President Donald Trump, Robert F. Kennedy Jr., and Kennedy's wife Cheryl Hines pose after Kennedy was sworn in as Secretary of Health and Human Services in the Oval Office at the White House on February 13, 2025 in Washington, DC. Andrew Harnik/Getty Images

A Journal of Medical Internet Research study found him to have been incredibly active in spreading falsehoods online.

“Tweets by a small group of approximately 800 ‘superspreaders’ verified by Twitter accounted for approximately 35% of all reshares of misinformation on an average day, with the top superspreader (@RobertKennedyJr) responsible for over 13% of retweets,” the study found.

Kennedy also spread falsehoods about vaccines in general, alleging that they caused a host of ills, including autism. He contended that vaccine research and bioweapons are “the same tract.”

During his Senate confirmation hearing, Kennedy insisted he has never been anti-vaccine and accused others of twisting his words. He will fit right in with his new, perpetually aggrieved new boss, whom he called “a hero.”

At Thursday afternoon’s swearing-in, Kennedy stood to Trump’s left, just as Fauci had at the Operation Warp Speed event. Kennedy has called for Fauci to be prosecuted because “he caused a lot of injury.”

In the office once occupied by his uncle, President John F. Kennedy, this lesser Kennedy extolled Trump: “I’ve told you before, I genuinely believe that you are a pivotal historical figure, and you are going to transform this country at a time when we see all of the indicia of democracy now in tatters in our country.”

Kennedy said he particularly appreciated Trump’s decision to terminate USAID, a JFK legacy credited with saving millions of lives.

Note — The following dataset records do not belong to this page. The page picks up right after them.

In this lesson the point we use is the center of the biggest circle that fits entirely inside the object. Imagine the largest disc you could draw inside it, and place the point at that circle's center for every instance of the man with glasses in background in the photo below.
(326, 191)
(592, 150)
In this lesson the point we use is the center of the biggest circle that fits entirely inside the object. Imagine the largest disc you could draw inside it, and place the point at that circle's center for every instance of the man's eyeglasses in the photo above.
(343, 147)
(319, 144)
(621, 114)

“My uncle started USAID in 1961 for humanitarian purposes to put our country on this side of the poor,” he said. “It has been captured by the military industrial complex. It has become a sinister propagator of totalitarianism across and war across the globe, and very few people understand how sinister this agency really is.”

Kennedy was now speaking a conspiracy theory in the Oval Office during his first moment as the nation’s top health official.

“And President Trump saw that, and he stood up to it with a master stroke,” he continued. “And we want to do the same thing with the institutions that are stealing the health of our children.”

The nepo-nightmare said he will now concentrate on what he called a “breathtaking epidemic that is disabling our people.”

“For 20 years, I’ve gotten up every morning on my knees and prayed that God would put me in a position where I could end the childhood chronic disease epidemic in this country,” he said.

He then said that the Almighty had sent him Trump, who he described as a hero, “a man on a white horse.”

The real heroes in this story, though? The life-saving vaccine and the people who helped create it at warp speed and the brave nurse who volunteered to be the first to test it.